Milan: An Italian village submerged for 70 years has resurfaced after authorities drained Lago di Resia for maintenance works.
The lake in South Tyrol, the Alpine region bordering Austria and Switzerland, is famed for its solitary 14th-century bell tower that emerges from the water.
For decades the lonely steeple has provided a final, almost fairytale-like memory of the village of Curon, flooded in 1950 to create a hydroelectric power plant.
In recent years the village – once home to hundreds of people – has inspired a book, Io resto qui by Marco Balzano, and spawned the hit Netflix series, Curon.
The post-war project saw the construction of a dam and the merging of three lakes to flood an area of more than 500 hectares.
The artificial lake also flooded more than 160 homes and displaced the village’s inhabitants, many of whom left against their will.
Now, more than 70 years later, Lake Resia has been partially emptied for maintenance work and the ghostly remains of the submerged village have come to light.
Locals have been documenting the eerie sight of old cellars, walls, steps and rubble hidden for decades.

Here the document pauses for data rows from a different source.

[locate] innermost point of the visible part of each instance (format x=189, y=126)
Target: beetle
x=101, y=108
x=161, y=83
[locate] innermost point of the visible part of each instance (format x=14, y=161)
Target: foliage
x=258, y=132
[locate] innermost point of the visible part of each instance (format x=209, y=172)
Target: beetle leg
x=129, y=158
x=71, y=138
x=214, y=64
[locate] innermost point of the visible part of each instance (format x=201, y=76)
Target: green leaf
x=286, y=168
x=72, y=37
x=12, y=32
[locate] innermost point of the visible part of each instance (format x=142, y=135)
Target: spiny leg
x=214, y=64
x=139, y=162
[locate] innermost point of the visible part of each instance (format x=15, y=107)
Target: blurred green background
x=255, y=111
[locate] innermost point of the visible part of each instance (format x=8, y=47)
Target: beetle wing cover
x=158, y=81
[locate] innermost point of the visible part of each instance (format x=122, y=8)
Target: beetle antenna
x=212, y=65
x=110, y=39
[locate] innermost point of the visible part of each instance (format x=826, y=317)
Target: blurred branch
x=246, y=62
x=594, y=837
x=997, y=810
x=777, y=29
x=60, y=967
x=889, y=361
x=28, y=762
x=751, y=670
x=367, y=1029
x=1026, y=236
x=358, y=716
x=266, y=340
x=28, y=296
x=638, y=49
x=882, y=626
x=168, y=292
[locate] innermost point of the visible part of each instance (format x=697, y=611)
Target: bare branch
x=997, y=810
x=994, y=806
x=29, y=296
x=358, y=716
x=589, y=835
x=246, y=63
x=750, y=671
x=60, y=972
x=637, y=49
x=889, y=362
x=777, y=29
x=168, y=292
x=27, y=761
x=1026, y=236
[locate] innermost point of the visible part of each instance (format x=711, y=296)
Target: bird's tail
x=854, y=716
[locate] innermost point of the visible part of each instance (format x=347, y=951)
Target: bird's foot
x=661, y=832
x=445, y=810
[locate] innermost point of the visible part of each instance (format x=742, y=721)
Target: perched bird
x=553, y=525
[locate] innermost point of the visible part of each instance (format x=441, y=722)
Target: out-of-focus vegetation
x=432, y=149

Each year the lake attracts hordes of tourists and hikers who in winter can cross the frozen waters to reach the tower, the only visible remains of the Romanesque church of S. Anna.
The lake is also home to a curious legend: on certain days the bells of the church tower can still be heard ringing from the bottom of Lake Resia (the bells were in fact removed in 1950 but it’s still a great legend).